You had/have one big one.. ARM.. the chip architecture used in phones and other mobile devices. It is still not British anymore, even though it started as that..but was kept from the Americans by selling it to Japanese SoftBank Group. Not that Nvidia, Apple and others have not tried to buy it..
 
Not true... NHS 🥵.

I left that out as it's basically political suicide for any Government to openly privatise the NHS.

The UKs main problem is English.

Most of the articles say that the main problem is that the culture in the UK is to be risk averse, to go for safe bets like Govt bonds than the tech startups that we create here.

You had/have one big one.. ARM.. the chip architecture used in phones and other mobile devices.

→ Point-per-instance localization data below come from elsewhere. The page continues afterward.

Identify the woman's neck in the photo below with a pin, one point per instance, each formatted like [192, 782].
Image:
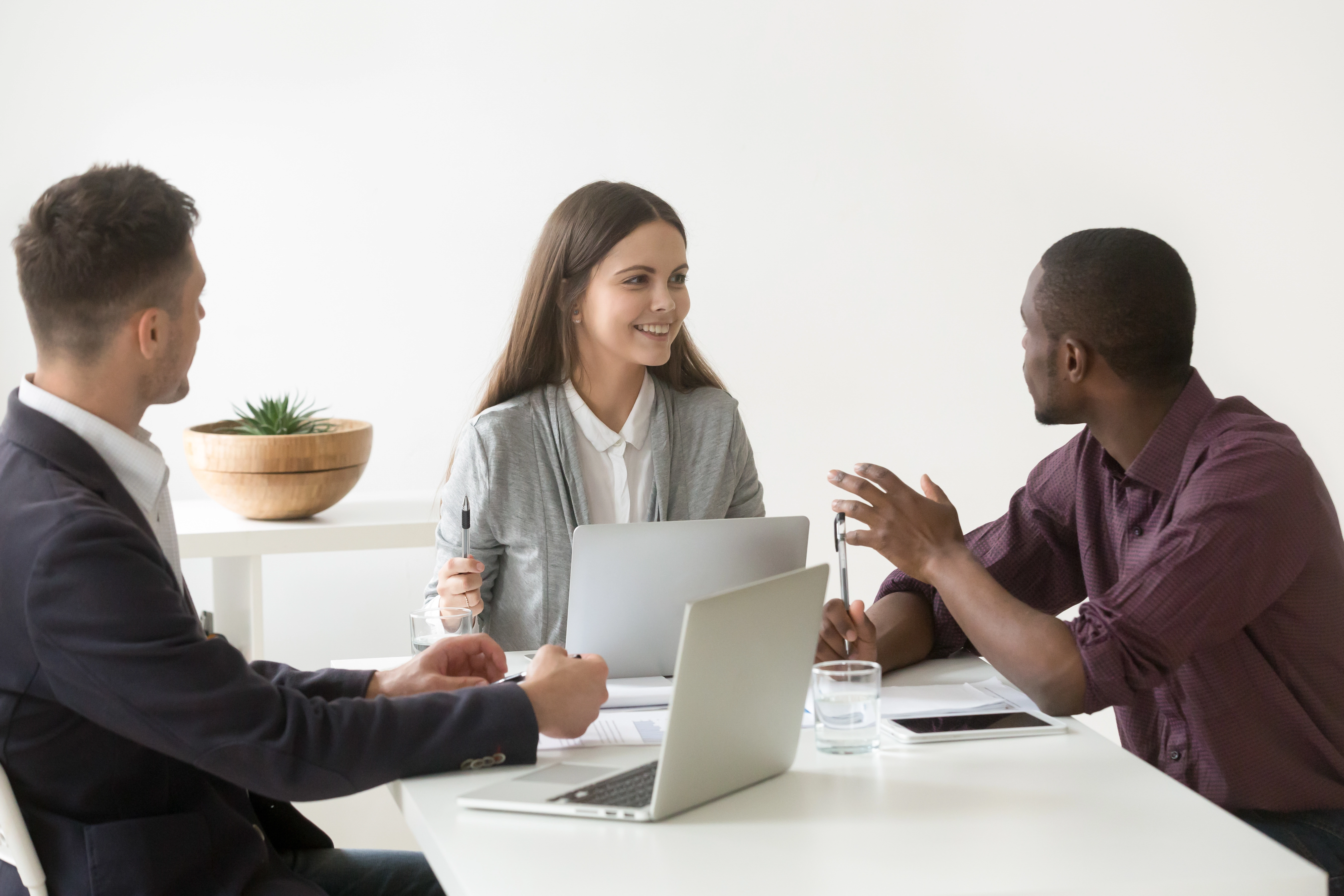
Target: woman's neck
[611, 393]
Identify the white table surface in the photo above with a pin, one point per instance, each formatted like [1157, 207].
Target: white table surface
[206, 530]
[1053, 815]
[237, 544]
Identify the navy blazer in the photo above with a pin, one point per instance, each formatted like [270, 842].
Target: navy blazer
[147, 758]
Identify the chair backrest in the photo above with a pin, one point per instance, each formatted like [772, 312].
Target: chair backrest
[15, 843]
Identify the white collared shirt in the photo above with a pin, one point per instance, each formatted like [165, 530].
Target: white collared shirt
[136, 461]
[617, 467]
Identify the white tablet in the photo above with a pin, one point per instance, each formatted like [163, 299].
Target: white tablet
[1014, 723]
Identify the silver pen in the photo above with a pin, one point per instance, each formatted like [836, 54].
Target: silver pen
[838, 530]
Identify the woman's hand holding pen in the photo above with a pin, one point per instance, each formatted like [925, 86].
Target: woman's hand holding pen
[460, 583]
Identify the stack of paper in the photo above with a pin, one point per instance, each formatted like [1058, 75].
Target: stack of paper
[933, 701]
[654, 691]
[616, 730]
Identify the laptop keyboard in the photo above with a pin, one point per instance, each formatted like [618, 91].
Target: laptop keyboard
[634, 789]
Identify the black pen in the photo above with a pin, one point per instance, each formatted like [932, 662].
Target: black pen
[519, 676]
[838, 530]
[467, 527]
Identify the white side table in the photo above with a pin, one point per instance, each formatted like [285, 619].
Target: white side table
[237, 544]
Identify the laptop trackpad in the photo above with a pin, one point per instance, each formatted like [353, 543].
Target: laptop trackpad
[565, 773]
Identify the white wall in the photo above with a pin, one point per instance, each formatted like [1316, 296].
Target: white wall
[866, 187]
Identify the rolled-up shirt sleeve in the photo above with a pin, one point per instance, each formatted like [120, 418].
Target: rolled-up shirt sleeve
[1031, 550]
[1206, 577]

ARM was a brilliant example of a company that the UK didn't want to invest in for so many years. Now 90% owned by an investment bank from Japan.... just crazy.
 
Well, there's Network Rail, what could possibly go wrong?!
 
You're determined to find the ones that will cause maximum political upset... :ROFLMAO:
Lol. But Thatcher got people who never previously had invested in shares to dive in by offering them reasonably 'blue chip' privatizations.

This seems rather like encouraging people to buy shares in racehorses without giving them much due diligence as to whether it's a thoroughbred they're investing in or a donkey with appealing eyes.
 
Lol. But Thatcher got people who never previously had invested in shares to dive in by offering them reasonably 'blue chip' privatizations.

This seems rather like encouraging people to buy shares in racehorses without giving them much due diligence as to whether it's a thoroughbred they're investing in or a donkey with appealing eyes.

Honestly think she had people's best interests but like selling council homes - she didn't predict or foresee that she should rebuild what had been sold off with the revenues earned. Reeve's plan could end up the same but we have a different scenario in my opinion which is that she wants British citizens to be more involved in share-dealing and hopefully also invest in the UK.
At the moment, we are regularly seeing our brightest assets repeatedly bought up by American companies and thus benefitting the American economy more than our own.
 
People in the uk should invest in stocks more. Even if that information came from a chancellor who saved her job by crying.